An interesting article popped up in the BBC this week.  It was a story about some medical centers in England using the Wii as a physical therapy and rehabilitation tool.  An earlier BBC article from last month discussed the console’s use by elderly Britons under homecare service.  I’ve seen several news stories here in the US touting the same functionality of the system.  Nintendo’s insistence on catering to the “casual gamer” has caught a lot of attention, both lauding and lamenting the trend the company is pushing to great financial success now that “next-gen” has arrived. 

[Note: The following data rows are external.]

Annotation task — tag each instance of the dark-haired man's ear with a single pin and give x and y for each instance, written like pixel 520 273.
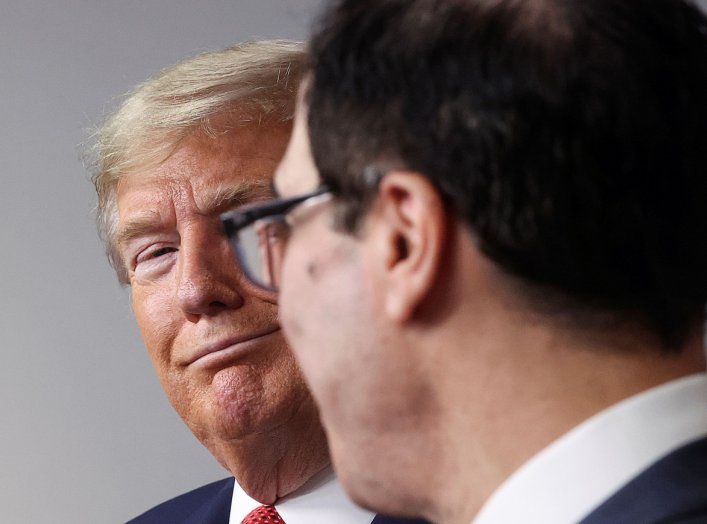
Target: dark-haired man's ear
pixel 408 238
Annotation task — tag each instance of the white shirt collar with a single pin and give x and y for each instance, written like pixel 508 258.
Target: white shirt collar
pixel 573 475
pixel 321 500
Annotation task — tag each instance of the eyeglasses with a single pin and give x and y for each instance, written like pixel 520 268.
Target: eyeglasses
pixel 258 235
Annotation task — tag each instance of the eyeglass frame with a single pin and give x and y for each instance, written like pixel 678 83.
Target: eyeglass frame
pixel 237 219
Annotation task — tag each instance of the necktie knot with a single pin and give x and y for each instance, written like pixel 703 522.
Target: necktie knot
pixel 263 515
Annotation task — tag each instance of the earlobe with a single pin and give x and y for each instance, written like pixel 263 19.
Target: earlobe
pixel 414 227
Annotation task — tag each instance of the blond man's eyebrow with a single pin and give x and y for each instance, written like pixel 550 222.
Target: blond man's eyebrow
pixel 137 227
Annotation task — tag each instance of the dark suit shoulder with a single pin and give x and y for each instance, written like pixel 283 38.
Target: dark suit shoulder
pixel 672 490
pixel 209 504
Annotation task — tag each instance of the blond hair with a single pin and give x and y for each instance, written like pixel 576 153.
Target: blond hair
pixel 254 82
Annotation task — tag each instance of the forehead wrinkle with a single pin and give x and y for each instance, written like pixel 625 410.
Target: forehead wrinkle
pixel 230 195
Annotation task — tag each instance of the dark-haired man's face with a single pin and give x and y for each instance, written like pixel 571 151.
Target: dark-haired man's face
pixel 330 311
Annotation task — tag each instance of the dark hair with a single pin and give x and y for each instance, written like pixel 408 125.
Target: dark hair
pixel 570 135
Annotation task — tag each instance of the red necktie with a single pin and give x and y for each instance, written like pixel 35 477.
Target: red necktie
pixel 263 515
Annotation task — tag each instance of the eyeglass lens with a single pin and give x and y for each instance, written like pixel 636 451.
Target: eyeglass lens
pixel 261 247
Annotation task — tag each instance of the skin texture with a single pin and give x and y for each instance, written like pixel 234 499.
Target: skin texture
pixel 435 381
pixel 213 338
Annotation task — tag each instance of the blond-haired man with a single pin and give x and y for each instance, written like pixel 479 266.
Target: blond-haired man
pixel 199 138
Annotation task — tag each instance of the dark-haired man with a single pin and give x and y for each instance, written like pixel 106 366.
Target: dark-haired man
pixel 495 275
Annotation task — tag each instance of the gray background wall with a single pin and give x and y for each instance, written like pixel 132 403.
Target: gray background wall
pixel 86 434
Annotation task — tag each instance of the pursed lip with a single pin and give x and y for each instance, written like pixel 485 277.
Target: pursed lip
pixel 228 343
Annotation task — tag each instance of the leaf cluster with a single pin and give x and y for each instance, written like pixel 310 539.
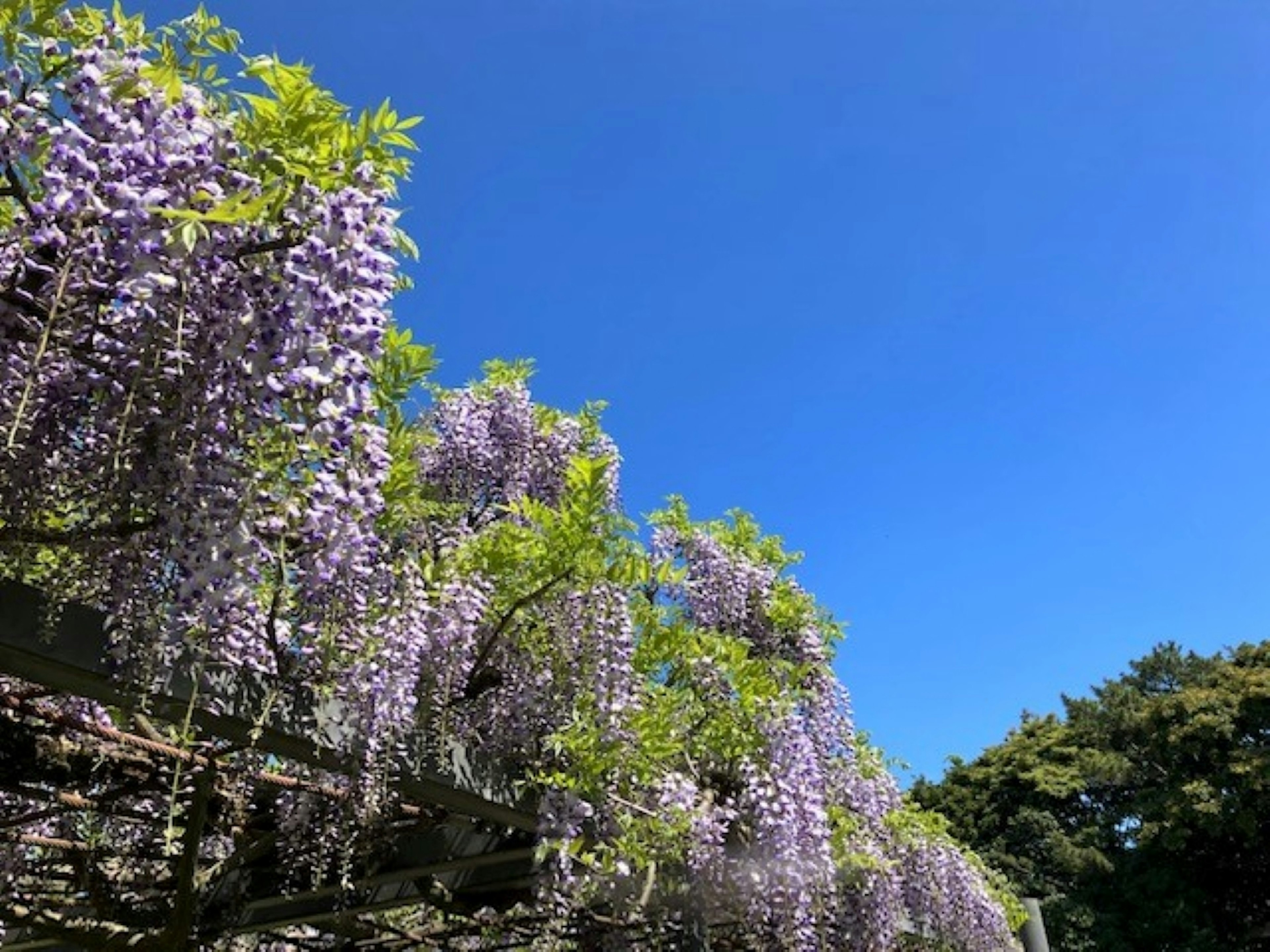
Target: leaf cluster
pixel 1138 815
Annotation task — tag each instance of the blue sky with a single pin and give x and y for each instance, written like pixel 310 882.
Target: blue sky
pixel 967 301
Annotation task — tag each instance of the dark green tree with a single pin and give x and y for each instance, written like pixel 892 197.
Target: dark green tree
pixel 1140 815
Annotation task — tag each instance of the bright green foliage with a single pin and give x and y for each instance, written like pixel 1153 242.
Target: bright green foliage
pixel 1140 817
pixel 295 133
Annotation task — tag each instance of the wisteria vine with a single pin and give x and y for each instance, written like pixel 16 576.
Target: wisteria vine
pixel 193 438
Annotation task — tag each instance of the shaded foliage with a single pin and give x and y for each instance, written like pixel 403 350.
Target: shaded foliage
pixel 1138 815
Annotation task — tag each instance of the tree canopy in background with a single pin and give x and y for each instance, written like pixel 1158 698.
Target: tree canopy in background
pixel 1140 815
pixel 211 431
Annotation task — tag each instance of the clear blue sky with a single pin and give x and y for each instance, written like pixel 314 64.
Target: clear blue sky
pixel 967 301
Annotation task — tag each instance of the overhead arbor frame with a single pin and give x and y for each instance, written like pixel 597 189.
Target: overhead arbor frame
pixel 455 838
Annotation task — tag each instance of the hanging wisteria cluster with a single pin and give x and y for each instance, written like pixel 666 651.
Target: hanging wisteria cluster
pixel 193 438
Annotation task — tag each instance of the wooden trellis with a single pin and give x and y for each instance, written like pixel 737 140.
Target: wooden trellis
pixel 456 837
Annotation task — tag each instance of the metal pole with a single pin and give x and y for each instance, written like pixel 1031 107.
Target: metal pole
pixel 1034 930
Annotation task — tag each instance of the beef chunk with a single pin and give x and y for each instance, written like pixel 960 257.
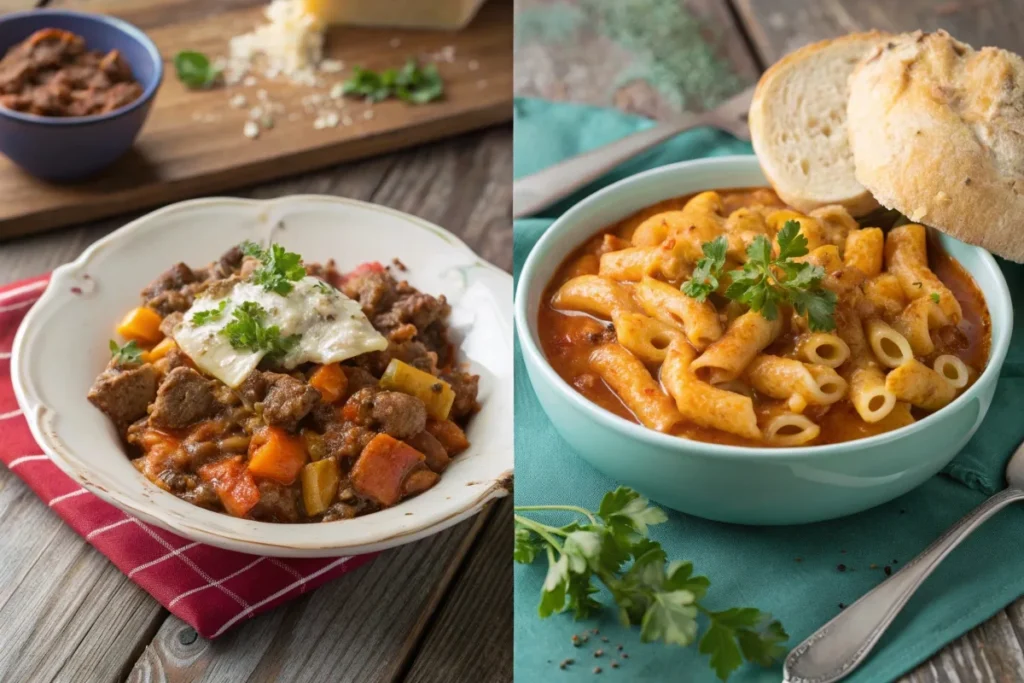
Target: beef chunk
pixel 359 407
pixel 399 415
pixel 415 353
pixel 170 322
pixel 415 308
pixel 465 387
pixel 278 503
pixel 358 378
pixel 346 440
pixel 287 400
pixel 375 290
pixel 124 392
pixel 184 397
pixel 425 442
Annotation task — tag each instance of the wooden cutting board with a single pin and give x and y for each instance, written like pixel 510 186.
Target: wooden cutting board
pixel 193 142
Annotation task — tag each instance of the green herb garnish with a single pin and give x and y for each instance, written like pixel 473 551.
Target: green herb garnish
pixel 664 598
pixel 411 83
pixel 249 331
pixel 280 268
pixel 204 316
pixel 709 269
pixel 195 70
pixel 765 282
pixel 129 354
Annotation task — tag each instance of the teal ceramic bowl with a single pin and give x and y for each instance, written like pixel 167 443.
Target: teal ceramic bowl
pixel 733 483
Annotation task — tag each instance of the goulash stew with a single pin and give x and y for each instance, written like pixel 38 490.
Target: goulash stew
pixel 53 74
pixel 729 317
pixel 274 390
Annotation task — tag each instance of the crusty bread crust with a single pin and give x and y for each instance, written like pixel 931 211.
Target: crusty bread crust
pixel 798 125
pixel 937 132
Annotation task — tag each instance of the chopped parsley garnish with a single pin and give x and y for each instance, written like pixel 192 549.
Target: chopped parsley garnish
pixel 411 83
pixel 196 70
pixel 662 597
pixel 765 282
pixel 280 268
pixel 249 332
pixel 204 316
pixel 129 354
pixel 709 269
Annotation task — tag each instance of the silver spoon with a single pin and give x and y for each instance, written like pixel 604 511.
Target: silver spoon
pixel 839 647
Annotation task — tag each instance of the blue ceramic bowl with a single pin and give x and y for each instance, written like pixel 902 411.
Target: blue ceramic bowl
pixel 70 148
pixel 734 483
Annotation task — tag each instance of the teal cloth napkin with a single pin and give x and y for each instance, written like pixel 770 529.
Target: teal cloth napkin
pixel 794 572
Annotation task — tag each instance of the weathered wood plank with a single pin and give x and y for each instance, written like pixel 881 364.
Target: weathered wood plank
pixel 777 27
pixel 478 603
pixel 81 620
pixel 358 628
pixel 989 652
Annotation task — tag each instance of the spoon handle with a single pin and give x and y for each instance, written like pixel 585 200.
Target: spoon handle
pixel 836 649
pixel 537 191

Many reviewers and gaming journalists were weary of Nintendo’s insistence on forgoing cutting edge visual and processing technology in favor of motion sensitivity and reassessing controller interfaces for the gamer.  I’m not especially knowledgeable about the nuts and bolts details of technology.  But as I understand it, the Wii-mote is nothing more than an infrared camera that reads the “sensor” bar so that the Wii-mote can calculate its relative position and tell the software what action to perform in the ergodic domain.  Carnegie Mellon University PhD student Johnny Chung Lee simply reversed the use of these tools to produce some very cool tricks, hinting at the hidden abilities in Nintendo’s decision:

The ability to realize a fully three dimensional space (albeit one that is still framed) offers a vivid demonstration of Marie-Laure Ryan’s definitions of “active embodiment” and “spatiality of display” (Narrative as Virtual Reality 52-54).  These two terms are the first steps to a kind of self-virtualization with which the end user of a Virtual Reality system cannot quantifiably measure the distinction between a VR application and a “real world” scenario.  First, a user must be able to employ her physical body so that her actions are mimicked precisely and in real-time while allowing for the maximum amount of freedom of movement possible.  Second, the “world” that user inhabits must be realized as a fully three dimensional environment — not just a picture one can manipulate on a screen, but a fully fleshed environment that models the user’s inteactions with it faithfully.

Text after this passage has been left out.